> On 3. Oct 2022, at 23:59, Martin Duke <[email protected]> wrote:
> 
> I'm late to this discussion, but if the need is a protocol that delivers 
> streams without encryption, SCTP (or SCTP over UDP) is a reasonably 
> well-vetted choice that would appear to meet the requirements. It certainly 
> sounds superior to asking people to invent a new protocol.

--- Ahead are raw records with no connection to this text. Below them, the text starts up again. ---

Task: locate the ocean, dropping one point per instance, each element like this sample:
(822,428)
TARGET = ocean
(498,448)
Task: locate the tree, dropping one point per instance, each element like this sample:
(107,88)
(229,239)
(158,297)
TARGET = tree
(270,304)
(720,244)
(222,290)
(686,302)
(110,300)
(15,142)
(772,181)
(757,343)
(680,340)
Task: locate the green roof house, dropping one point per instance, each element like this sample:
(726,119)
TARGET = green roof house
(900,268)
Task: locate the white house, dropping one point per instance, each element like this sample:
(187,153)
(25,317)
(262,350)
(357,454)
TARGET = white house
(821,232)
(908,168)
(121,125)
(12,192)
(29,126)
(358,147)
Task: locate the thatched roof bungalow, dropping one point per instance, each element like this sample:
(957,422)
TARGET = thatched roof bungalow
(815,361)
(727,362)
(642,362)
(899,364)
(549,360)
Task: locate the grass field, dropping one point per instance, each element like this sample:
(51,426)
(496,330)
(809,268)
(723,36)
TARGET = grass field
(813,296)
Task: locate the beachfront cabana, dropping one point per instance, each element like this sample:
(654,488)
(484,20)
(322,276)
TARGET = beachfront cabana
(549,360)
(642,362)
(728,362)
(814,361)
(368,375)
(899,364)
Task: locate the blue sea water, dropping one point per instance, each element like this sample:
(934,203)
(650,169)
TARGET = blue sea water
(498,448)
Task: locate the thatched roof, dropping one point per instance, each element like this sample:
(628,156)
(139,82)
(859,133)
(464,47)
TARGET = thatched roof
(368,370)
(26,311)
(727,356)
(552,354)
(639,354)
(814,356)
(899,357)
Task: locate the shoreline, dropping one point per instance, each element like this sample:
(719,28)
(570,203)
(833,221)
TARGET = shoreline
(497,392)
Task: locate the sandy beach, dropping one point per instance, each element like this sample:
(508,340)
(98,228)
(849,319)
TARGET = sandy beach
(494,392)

Using SCTP-AUTH you can choose which part of the protocol data you want to
be authenticated.

Best regards
Michael
> 
> (Which is not to say that the suggestions to making QUIC work in this use 
> case are unworkable)
> 
> On Mon, Oct 3, 2022 at 11:38 AM Lucas Pardue <[email protected]> 
> wrote:
> Hi Phillip,
> 
> On Mon, 3 Oct 2022, 19:13 Phillip Hallam-Baker, <[email protected]> wrote:
> I think we have to actually build a prototype of a transactional-first 
> transport, then build some applications over it and only then look to see 
> whether/how we might re-use QUIC.
> 
> That is how I originally worked on HTTP, I build applications using HTTP as a 
> transport, one of which was the first Webmail service, those allowed me to 
> discover the need for content length and start working on connection 
> keepalive and framing.
> 
> And we need to build any such system around the capabilities of modern 
> programming languages which support threads and asynchronous methods. 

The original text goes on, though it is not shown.